While there is quite a bit of intense and complex wordplay in The Phantom Tollbooth, I firmly believe that this sophistication makes the work more interesting and inspires greater curiosity in the English language. This language may stymie young readers at first, but I think it inspires them to pick up on new words and phrases they would otherwise not be exposed to so easily. The use of wordplay instills a sense of whimsy through repetition and quirkiness, which is interesting enough to teach these children those phrases and words. Juxtaposition between the normal and abnormal is something the book sets up along the way, and so children should easily be able to appreciate being asked to fill in the blanks of meaning on their own: "Expect everything, I always say, and the unexpected never happens."
For example, reading the phrase “Whether or not you find your own way, you're bound to find some way. If you happen to find my way, please return it, as it was lost years ago. I imagine by now it's quite rusty” uses repetition and rhythm to both confuse and delight; the punchline of the joke also uses wry humor to convey the point of the wordplay. These elements combine to create a sense of fantasy and complexity that does not hold itself above its child readers, but asks them to engage along with it, and find out what the words mean along the way. Can this philosophy of asking children to engage with and find meaning in books and their language go too far? Is there a line in The Phantom Tollbooth in which this occurs, where the wordplay goes over the top, to the level where readers 'check out' of the book?
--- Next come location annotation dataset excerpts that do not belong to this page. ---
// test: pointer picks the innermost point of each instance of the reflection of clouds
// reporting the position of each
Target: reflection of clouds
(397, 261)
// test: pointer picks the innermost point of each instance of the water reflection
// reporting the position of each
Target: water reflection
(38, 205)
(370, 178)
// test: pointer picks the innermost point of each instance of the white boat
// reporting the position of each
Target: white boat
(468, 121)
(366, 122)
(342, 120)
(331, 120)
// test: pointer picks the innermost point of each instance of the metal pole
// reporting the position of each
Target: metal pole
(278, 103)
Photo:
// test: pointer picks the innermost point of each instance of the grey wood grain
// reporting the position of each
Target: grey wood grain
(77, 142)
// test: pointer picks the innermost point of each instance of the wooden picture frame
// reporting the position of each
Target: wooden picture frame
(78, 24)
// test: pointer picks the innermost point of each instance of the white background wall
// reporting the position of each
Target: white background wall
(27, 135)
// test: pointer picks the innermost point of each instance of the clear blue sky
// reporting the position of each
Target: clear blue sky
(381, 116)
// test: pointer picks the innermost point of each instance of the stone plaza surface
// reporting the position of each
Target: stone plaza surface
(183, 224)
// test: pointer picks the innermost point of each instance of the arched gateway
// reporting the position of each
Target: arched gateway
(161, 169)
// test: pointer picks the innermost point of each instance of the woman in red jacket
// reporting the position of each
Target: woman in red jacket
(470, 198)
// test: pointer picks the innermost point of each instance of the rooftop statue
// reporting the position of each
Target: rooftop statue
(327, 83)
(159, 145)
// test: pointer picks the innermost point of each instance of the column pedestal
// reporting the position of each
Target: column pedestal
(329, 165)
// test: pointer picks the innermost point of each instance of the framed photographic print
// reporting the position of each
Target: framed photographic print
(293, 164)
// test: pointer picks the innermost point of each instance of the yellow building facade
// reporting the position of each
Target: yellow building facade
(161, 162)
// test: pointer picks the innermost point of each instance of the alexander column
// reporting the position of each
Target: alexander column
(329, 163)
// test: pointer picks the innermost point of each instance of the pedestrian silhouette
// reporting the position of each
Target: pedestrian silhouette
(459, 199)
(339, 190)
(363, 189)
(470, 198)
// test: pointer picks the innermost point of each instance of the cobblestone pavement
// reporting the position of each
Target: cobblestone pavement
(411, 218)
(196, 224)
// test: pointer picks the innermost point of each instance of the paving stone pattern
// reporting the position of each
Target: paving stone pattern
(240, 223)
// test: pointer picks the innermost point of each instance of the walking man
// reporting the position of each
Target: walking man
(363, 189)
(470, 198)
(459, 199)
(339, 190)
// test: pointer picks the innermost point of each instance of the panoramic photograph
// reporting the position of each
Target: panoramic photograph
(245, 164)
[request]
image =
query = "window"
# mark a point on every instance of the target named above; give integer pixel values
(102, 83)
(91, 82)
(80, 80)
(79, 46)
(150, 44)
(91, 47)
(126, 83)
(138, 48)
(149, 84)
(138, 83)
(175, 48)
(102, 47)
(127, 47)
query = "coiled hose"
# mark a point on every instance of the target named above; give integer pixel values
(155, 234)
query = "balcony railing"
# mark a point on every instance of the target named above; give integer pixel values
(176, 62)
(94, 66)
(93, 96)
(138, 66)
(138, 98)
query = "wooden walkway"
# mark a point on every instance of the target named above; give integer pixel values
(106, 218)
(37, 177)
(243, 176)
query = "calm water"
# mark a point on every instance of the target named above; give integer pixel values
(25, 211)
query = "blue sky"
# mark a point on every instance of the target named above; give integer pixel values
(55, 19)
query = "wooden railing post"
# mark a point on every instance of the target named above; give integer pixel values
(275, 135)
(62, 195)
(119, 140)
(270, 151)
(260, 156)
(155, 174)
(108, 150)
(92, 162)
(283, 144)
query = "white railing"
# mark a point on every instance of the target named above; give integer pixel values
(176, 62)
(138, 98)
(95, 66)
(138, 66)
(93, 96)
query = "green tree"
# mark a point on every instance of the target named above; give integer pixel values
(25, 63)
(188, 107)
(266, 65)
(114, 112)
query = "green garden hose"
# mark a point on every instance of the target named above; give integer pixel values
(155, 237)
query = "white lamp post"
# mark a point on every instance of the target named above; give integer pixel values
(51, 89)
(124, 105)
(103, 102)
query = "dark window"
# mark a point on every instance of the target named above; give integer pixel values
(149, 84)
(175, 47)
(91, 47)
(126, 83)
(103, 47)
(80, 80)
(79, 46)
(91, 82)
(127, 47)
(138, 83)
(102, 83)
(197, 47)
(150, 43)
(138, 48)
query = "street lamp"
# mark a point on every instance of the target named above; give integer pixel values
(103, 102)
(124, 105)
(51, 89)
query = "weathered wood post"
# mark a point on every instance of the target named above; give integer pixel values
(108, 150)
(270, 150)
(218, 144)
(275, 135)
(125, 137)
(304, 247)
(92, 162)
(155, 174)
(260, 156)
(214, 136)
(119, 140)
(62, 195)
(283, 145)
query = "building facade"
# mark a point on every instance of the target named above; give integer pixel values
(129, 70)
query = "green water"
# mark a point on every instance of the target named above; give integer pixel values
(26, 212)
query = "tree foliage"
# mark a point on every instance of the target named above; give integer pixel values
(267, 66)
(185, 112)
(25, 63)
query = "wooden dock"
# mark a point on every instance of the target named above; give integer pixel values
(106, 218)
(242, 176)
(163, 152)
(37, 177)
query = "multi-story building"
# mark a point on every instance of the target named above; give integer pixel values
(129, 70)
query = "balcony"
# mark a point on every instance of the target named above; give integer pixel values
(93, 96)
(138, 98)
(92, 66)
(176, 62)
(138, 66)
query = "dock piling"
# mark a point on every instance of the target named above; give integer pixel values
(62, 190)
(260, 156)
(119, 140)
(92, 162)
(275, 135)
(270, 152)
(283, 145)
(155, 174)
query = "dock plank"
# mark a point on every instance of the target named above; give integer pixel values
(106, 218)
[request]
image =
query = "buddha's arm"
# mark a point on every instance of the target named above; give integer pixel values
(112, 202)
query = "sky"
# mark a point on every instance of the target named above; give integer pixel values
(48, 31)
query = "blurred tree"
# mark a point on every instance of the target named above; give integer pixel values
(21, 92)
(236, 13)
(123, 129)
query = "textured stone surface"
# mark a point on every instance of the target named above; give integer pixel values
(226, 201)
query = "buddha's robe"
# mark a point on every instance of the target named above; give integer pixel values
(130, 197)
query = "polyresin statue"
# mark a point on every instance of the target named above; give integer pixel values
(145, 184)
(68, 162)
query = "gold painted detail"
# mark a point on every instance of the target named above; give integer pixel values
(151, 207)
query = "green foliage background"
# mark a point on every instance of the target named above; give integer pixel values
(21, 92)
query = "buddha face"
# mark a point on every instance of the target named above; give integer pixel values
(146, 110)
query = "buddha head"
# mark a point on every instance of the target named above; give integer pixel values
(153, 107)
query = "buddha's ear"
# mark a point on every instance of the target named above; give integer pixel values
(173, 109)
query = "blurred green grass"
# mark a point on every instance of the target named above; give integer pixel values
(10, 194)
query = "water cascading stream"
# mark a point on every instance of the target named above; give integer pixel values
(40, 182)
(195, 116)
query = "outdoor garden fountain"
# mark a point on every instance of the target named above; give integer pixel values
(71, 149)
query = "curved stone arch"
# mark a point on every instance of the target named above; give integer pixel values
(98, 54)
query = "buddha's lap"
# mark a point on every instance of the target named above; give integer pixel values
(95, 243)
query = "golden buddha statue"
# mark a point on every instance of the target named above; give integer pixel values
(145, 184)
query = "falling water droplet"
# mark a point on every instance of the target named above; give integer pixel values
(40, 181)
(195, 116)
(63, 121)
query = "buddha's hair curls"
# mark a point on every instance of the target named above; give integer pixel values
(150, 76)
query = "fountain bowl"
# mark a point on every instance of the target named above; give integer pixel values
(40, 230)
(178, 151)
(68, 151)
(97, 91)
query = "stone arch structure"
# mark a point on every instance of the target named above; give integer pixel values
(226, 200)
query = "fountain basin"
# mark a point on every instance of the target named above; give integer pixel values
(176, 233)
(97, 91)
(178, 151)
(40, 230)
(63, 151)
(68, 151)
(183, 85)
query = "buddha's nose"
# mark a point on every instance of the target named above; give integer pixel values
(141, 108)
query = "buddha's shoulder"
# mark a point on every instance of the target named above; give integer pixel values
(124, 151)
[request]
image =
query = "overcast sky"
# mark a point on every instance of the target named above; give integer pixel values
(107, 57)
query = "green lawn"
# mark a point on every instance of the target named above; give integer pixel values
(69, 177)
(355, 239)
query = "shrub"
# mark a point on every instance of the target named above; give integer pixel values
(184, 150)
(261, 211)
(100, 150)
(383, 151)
You make an interesting argument for the value of words over numbers (simply due to their sheer amount of use), and the Brazilian tribe that has no numbers is fascinating. However, unless one lives with that tribe, numbers still maintain a useful part of our society. While they are not used as often as words in terms of volume, they arguably carry a greater level of importance per usage - we need numbers to count our money, to know how old we are, to figure out car speeds, count the things we need, etc. Numbers, per number, are more important on average than words; words must combine and be formed into phrases and contexts in order to have proper meaning, while a number says it all.
I think you are very much onto something with the character of the Humbug; while everyone else acts according to their name (the facade they put forth), Humbug frequently helps people out. This could indicate, for one, that unlike Rhyme and Reason (who are exactly as they say they are), Humbug is actually a somewhat helpful creature. There may be a bedgrudging lack of acceptance of his true nature; he may wish to name himself the Humbug, but this desire does not match who he really is. A 'humbug' would not wish to impress as much as he does; he puts on a personality that does not quite fit him. He does always wish to impress, but it is almost a desperate attempt to maintain this personality that leads him to help on Milo's quest.
Juster, Norman. The Phantom Tollbooth.